When your day of adventure is complete, warm up by the fire in your lodge, or in one of our fine restaurants right here in town.
With protected wilderness all around, the area has an abundance of great snowshoe trails. From short, level, and flat, to challenging peaks with incredible winter wonderland views, there are plenty of trails to meet that longing for gorgeous winter scenery and that crisp, pine-scented air.
The Hoffman Notch Wilderness area is a great place to start. A popular trek for families and beginners is the Big Pond Trail, which is a manageable 3-mile Adirondack snowshoe hike lasting about two hours.
East of the lake, visitors can take an enchanting moonlight snowshoe trek in the 46,283 acres of Pharaoh Lake Wilderness, experiencing a serene perspective of the forest unlike any other. Crane Pond is an enjoyable choice too.
An Adirondack snowshoe vacation:
- Requires minimal equipment
- Is a fairly easy winter sport to learn
- Excellent for families, couples, non-skiers, and outdoor enthusiasts of all kinds
- Snowshoe getaways can be as easy or challenging as you desire
Read about a fine excursion with Choosing the Right Cave. Secure the services of a local guide or outfitter who can steer you toward the best winter trails for your ability and has equipment to buy or rent.
Cloudsplitter Outfitters in Newcomb has snowshoe rentals and guided treks. The Adirondack Interpretive Center is open Friday - Sunday, 10 a.m. through 4 p.m. with snowshoes included in admission.
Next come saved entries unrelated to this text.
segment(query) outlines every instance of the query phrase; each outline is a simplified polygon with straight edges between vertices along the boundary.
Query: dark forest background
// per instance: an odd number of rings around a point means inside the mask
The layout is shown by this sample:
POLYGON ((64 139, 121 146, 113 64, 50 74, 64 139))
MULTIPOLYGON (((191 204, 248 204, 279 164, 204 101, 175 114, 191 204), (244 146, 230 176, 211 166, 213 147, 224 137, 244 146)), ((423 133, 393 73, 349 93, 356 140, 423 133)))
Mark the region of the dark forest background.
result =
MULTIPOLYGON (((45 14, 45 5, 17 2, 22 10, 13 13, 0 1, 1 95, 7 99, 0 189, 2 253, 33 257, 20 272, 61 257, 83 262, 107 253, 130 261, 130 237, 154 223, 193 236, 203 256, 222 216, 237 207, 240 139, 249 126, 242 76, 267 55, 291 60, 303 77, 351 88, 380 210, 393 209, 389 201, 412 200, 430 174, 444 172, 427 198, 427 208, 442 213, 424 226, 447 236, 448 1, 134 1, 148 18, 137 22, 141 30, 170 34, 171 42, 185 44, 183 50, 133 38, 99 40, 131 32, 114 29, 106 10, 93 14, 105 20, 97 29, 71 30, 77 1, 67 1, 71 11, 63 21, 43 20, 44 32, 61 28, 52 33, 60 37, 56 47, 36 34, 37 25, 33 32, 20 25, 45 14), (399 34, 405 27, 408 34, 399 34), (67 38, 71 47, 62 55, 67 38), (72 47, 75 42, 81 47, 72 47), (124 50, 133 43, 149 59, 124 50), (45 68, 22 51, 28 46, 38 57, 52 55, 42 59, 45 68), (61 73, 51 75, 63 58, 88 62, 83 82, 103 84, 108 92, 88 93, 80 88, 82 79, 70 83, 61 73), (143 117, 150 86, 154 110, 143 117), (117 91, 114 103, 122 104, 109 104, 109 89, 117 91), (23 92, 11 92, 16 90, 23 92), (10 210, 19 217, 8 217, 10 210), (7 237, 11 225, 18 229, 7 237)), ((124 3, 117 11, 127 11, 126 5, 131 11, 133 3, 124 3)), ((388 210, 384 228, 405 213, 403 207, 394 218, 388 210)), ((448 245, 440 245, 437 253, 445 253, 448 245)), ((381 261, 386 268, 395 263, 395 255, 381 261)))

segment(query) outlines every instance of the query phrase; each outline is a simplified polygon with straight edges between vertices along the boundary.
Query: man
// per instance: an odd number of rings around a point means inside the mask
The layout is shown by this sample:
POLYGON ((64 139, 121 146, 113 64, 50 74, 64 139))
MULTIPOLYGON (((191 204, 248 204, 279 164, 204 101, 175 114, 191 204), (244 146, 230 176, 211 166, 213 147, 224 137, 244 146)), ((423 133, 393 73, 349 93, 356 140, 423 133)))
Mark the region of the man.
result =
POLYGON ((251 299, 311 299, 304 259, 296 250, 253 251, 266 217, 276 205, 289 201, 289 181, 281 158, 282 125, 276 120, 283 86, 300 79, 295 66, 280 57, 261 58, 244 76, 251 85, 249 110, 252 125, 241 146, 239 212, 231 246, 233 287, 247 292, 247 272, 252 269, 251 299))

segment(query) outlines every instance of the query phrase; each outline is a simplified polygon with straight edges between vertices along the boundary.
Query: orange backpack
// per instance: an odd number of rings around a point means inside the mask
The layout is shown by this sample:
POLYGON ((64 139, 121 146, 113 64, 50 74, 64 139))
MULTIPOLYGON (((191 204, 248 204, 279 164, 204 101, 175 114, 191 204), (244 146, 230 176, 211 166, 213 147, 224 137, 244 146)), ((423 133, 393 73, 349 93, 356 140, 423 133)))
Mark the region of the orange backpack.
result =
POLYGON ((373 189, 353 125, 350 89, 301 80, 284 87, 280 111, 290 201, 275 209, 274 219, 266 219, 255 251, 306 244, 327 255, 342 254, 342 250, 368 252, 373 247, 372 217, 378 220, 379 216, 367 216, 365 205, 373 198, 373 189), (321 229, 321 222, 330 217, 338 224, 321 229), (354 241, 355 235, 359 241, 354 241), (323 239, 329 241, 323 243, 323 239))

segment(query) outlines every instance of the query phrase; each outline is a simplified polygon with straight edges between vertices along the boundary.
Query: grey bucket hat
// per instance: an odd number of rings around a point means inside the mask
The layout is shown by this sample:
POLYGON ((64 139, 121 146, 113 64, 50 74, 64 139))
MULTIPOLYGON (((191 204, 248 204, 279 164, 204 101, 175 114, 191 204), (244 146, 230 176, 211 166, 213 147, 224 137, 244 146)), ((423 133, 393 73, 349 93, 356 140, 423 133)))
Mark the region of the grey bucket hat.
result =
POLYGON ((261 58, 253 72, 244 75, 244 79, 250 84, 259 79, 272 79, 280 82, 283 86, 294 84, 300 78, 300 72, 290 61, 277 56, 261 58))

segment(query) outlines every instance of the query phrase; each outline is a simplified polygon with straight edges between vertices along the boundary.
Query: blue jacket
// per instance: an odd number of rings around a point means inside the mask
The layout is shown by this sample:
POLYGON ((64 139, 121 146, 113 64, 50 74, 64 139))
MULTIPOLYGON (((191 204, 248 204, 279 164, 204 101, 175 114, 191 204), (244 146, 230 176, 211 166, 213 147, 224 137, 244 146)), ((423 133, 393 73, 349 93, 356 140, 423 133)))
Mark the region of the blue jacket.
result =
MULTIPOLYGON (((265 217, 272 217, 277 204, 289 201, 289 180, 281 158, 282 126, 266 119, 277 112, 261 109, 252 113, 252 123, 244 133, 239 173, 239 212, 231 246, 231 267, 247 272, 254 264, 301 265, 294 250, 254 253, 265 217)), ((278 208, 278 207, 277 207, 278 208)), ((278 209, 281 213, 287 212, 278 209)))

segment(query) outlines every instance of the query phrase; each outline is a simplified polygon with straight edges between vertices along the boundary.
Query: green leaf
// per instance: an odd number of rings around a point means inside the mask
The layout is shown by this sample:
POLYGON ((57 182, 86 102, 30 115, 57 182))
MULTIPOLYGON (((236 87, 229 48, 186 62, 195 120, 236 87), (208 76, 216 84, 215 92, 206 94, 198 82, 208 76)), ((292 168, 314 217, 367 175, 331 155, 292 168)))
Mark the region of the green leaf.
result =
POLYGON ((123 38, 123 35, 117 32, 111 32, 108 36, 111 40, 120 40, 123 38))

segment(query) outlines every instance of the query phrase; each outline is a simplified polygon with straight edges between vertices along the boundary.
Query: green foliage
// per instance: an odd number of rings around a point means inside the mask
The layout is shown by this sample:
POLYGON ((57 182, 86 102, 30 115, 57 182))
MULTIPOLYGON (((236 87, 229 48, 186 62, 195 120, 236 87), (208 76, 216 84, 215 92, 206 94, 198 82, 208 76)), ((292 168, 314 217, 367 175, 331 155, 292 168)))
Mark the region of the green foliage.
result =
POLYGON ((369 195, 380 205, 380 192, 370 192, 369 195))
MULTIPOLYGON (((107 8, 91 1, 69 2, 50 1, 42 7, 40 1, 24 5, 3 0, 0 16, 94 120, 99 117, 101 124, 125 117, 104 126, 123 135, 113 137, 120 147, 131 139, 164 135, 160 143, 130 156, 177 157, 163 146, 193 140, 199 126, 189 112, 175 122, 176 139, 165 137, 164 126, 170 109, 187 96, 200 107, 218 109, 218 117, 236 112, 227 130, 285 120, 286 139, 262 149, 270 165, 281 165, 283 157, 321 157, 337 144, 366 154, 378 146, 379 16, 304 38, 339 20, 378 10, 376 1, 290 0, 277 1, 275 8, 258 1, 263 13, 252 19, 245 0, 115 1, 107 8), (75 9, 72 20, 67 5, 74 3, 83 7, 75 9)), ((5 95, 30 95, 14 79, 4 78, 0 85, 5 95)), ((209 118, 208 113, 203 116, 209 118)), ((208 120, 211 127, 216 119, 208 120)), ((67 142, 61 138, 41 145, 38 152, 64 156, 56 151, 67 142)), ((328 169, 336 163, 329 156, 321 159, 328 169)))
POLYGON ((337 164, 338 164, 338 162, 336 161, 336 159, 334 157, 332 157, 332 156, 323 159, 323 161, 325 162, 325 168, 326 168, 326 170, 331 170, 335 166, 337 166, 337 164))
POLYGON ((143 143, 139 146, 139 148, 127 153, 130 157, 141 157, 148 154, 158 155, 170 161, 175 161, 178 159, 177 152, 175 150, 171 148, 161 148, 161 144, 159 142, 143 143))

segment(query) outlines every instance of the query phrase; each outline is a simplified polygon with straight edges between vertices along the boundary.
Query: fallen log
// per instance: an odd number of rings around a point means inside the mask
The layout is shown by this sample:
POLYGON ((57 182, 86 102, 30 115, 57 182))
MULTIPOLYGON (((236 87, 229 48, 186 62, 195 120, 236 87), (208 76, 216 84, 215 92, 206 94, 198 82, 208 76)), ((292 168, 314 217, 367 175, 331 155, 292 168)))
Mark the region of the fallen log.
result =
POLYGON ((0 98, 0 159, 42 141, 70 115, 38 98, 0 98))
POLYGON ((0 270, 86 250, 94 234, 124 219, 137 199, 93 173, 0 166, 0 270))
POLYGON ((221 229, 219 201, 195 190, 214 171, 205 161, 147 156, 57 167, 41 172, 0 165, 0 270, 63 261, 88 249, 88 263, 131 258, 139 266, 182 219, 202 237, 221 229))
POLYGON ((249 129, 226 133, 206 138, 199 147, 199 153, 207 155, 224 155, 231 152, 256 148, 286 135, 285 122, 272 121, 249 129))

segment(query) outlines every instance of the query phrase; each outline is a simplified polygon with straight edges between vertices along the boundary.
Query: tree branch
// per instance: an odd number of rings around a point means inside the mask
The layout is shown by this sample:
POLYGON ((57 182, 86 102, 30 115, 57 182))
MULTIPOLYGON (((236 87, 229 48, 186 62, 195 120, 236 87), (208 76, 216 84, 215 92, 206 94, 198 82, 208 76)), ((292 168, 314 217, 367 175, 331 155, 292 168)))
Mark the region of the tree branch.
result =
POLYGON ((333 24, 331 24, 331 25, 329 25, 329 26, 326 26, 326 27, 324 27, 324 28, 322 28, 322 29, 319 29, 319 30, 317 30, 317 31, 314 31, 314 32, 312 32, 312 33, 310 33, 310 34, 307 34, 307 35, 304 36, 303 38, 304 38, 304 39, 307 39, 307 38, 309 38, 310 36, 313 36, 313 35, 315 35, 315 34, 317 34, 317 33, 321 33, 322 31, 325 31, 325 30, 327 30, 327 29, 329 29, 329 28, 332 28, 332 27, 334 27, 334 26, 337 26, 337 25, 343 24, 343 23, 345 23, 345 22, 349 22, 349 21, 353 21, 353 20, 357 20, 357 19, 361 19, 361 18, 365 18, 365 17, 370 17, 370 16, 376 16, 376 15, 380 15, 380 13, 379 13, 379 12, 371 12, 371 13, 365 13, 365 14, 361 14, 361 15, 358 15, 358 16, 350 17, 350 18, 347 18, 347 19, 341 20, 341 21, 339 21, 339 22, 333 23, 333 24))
The Natural Stone Bridge and Caves opens in the winter, with snowshoes, trekking poles, and map to help explore their own system of trails.
Leave No Trace and Love Your ADK
The magic of the Adirondacks is the result of previous generations taking a long view and protecting the mountains, lakes, and rivers within the Blue Line. That tradition continues today as we support and encourage everyone to practice Leave No Trace ethics, which help protect the lands and waters of the Adirondacks.